Mowinckel era expansivo e tinha um passado incrível. Em 1944, desembarcou na Normandia e, em junho, num jipe com o escritor Ernest Hemingway, entrou em Paris. Horas depois, ele libertou o hotel Crillon, e o outro tomou o bar do Ritz. No Rio, Mowinckel era figura fácil em boas festas e servia consomê gelado com uísque na sua barraca na praia de Ipanema, em frente ao Country Club.

Bloomfield, calvo e reservado, cuidava dos assuntos econômicos da embaixada.

Uma das filhas de Rubens Paiva telefonou-lhe, contando que o pai havia sido preso. Em 2005, ele recordaria sua reação: "Eu respondi que era um diplomata e não podia fazer nada. Até hoje lembro a decepção dela. Eu não podia fazer outra coisa".

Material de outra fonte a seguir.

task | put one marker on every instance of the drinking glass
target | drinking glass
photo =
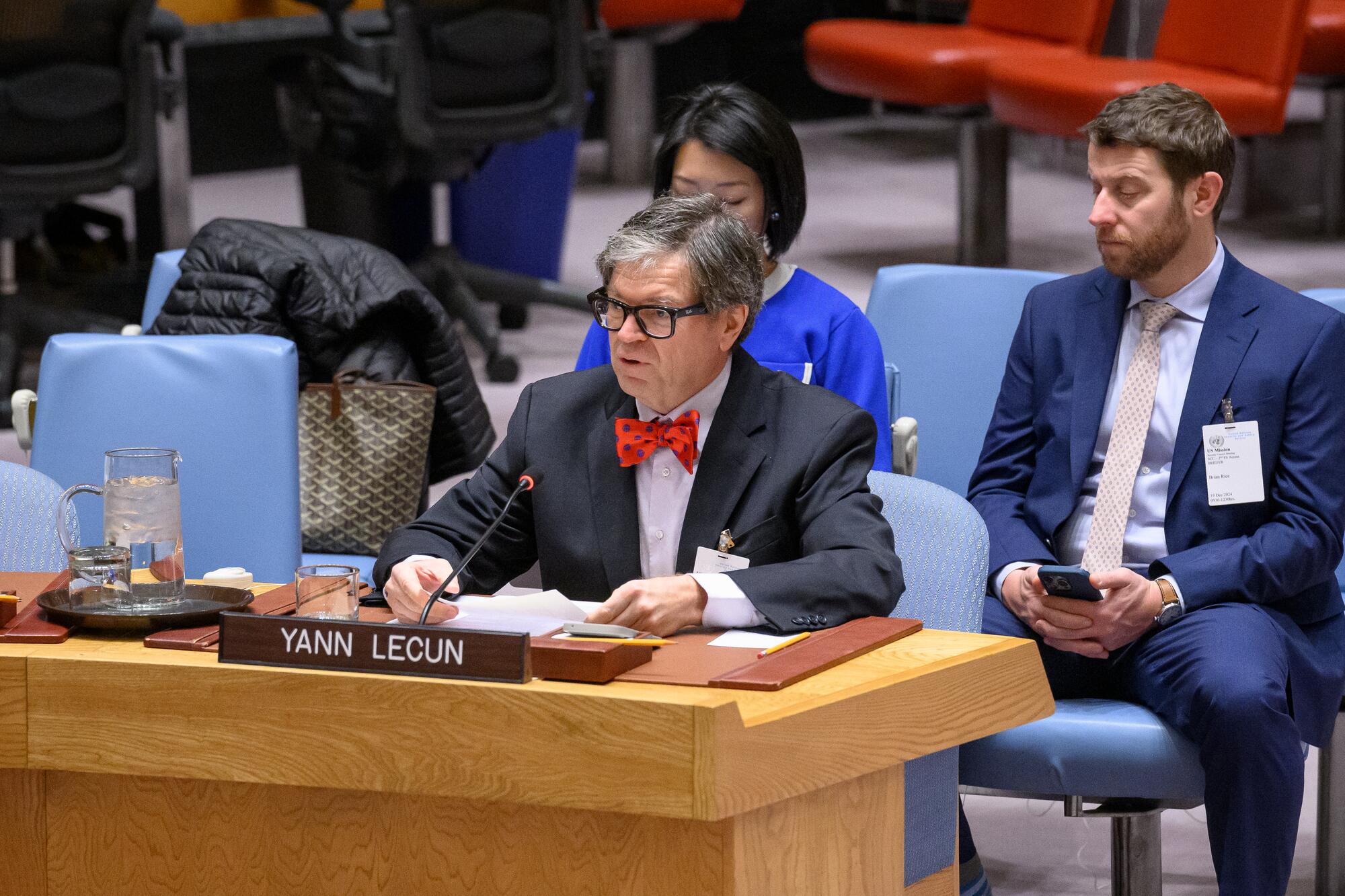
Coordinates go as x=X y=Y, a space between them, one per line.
x=102 y=575
x=328 y=592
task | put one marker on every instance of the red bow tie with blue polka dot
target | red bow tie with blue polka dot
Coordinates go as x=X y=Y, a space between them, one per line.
x=637 y=440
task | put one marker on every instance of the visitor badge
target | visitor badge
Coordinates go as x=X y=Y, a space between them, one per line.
x=1233 y=463
x=709 y=560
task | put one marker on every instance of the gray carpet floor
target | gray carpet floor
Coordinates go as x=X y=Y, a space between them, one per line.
x=882 y=194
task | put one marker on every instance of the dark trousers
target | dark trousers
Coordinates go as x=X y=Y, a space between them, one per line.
x=1221 y=676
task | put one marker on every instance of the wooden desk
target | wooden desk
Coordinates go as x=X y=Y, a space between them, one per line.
x=219 y=11
x=146 y=772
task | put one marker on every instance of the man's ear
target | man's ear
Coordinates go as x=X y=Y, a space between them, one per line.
x=1208 y=188
x=734 y=321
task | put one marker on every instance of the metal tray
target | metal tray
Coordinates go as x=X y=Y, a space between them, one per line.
x=201 y=606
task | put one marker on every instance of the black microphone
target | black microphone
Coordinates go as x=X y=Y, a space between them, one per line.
x=527 y=482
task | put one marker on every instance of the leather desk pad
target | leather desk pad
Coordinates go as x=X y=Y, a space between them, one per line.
x=692 y=661
x=30 y=624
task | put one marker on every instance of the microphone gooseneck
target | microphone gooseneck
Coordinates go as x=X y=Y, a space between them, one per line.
x=527 y=482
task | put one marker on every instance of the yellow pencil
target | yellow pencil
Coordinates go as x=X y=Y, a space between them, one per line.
x=657 y=642
x=785 y=643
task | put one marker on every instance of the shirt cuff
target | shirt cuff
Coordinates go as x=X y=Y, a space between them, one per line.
x=727 y=607
x=1004 y=573
x=1176 y=588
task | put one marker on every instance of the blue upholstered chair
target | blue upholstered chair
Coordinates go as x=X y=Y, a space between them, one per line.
x=1331 y=768
x=29 y=540
x=1105 y=751
x=163 y=275
x=162 y=279
x=945 y=551
x=946 y=333
x=228 y=404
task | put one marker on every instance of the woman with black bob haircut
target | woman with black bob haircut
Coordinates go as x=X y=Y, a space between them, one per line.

Mas fez. No dia seguinte procurou o chefe da estação da CIA no Rio e contou-lhe o caso. "É tarde", ouviu.

A CIA sabia que Rubens Paiva estava morto. No dia 8 de fevereiro, quando o Exército sustentava que Rubens Paiva havia fugido, ele encontrou-se com Eunice Paiva e relatou a conversa num memorando ao embaixador William Rountree.

Três dias depois do encontro de Bloomfield com Eunice, Mowinckel escreveu a Rountree, dizendo que "algo deve ser feito para punir ao menos alguns desses responsáveis –punir por julgamento público".

Pelo lado americano, depois da eleição de Jimmy Carter, em 1976, o jogo virou.

Pelo lado brasileiro, até hoje, nada, salvo o constrangimento imposto ao general reformado José Antonio Belham.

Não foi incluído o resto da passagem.